The Mets (71-81) got to play spoiler in the Marlins (79-74) with a four-homer day to take the rubber game of the series Wednesday night, 8-3, in Miami.
Here are some takeaways...
- Kodai Senga got the start looking to solidify his NL Cy Young resume but appeared not to have the same control that saw him pitch his way into the conversation. The righty worked around a leadoff walk in the first, two baserunners on a walk and infield single in the second and a leadoff single in the third inning without any damage.
Senga’s luck ran out in the fourth inning, when a leadoff single by Bryan De La Cruz, a wild pitch, fielder's choice and sac fly made it a 3-1 game. The wild pitch was his 14th, the most in the majors. Josh Bell took Senga deep 417 feet to left center to start the home half of the sixth inning. The homer marked the fifth time the righty failed to retire the leadoff batter on the night.

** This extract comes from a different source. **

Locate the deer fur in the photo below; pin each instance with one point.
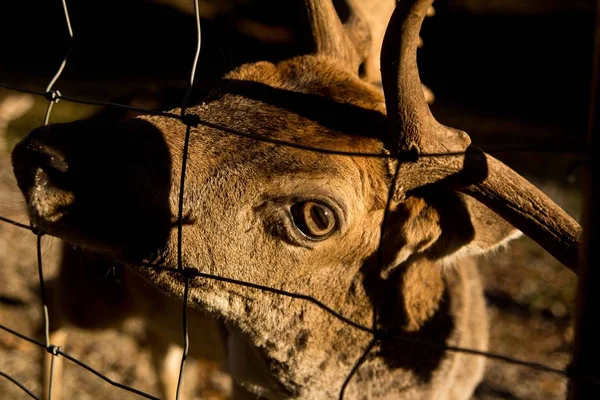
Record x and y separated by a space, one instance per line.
419 276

Despite not getting much action on his breaking pitches (drew no swings and had just two called strikes on 11 pitches) or the “ghost fork” (three called strikes and two whiffs on 18 pitches), he earned his eighth-straight quality start. Overall, the 30-year-old had just six whiffs and 15 called strikes on 100 pitches (57 strikes).
His final line: six innings, seven hits, two runs, two walks, three strikeouts. Senga threw a first-pitch strike to just nine of the 25 batters he faced.
- The Mets’ defense picked up Senga in the fifth inning which started with Jorge Soler smacking his second hard-hit single of the night. Jazz Chisholm Jr. then scorched one toward the corner in right and was thinking double, but Jeff McNeil leaped to cut the ball off and hit the cutoff man Ronny Mauricio, who nailed Chisholm at second base by 10 feet. McNeil would come up aces once again when Soler challenged his arm on Xavier Edwards’ fly out, but the perfect one-hop throw home ended the inning.
McNeil was only in right field on Wednesday night because DJ Stewart was scratched from the lineup just moments before first pitch. That moved McNeil from left to right and put Rafael Ortega in left.
- Mark Vientos put the Mets ahead with one out in the second, lining a solo shot on an 0-2 slider from Miami’s six-foot-eight starter Eury Perez 367 feet (100.7 mph) that just snuck over the wall in left field for his sixth homer of the year.
And he wasn’t done there, as Vientos smacked a towering 417-foot (109.2 mph) solo dinger to right field in the sixth to make it 4-1. For the second time, the DH got an 0-2 hanging slider, this time from reliever George Soriano.
Vientos extended his hit streak to five games and is now 8-for-20 with four RBI in that span.
- New York would score two in the third inning thanks to a pair of errant throws, the first led to Marlins third baseman Jake Burger exiting with an injury. With Brandon Nimmo on first after a walk, Mauricio lined a base hit to right field and an errant throw to third got past Burger allowing Nimmo to score before the third baseman’s errant throw of his own allowed Mauricio to get to third. Pete Alonso tallied his 113th RBI of the year with a sac fly.
Alonso got his second RBI of the night with a one-out single in the seventh scoring Nimmo and sending Mauricio to third, who scored on a Francisco Lindor groundout and made it 6-2.
Brett Baty was scuffling, going hitless with a pair of strikeouts in his first three at-bats, but all that got whipped away in the eighth when he wallowed a 440-foot bomb to the second deck in right (113.1 mph) off Johnny Cueto for his first big league dinger in 92 at-bats. Nimmo would smack his 24th homer of the season in the ninth off Cueto.
The one-two spot in the lineup saw Nimmo go 3-for-4 with a walk, a double, a home run and three runs scored and Mauricio go 1-for-3 with two walks and two runs scored. Both pushed their hitting streaks to five games.
- After Drew Smith pitched a scoreless seventh, Brooks Raley was heading that way in the eighth but allowed a pair of two-out hits and was replaced by Phil Bickford with runners on the corners who allowed an RBI single to Yuli Gurriel. Trevor Gott pitched a 1-2-3 ninth inning to seal it.
- Mauricio, who impressed with his defense at third base in the opening two games of the series, was at second base Wednesday and made a fine play in the bottom of the first snagging a scorching grounder (101 mph off Chisholm Jr.'s bat) to get an out. And he wasn’t done, ranging to his right to spear a sharp liner up the middle to strand two runners in the eighth.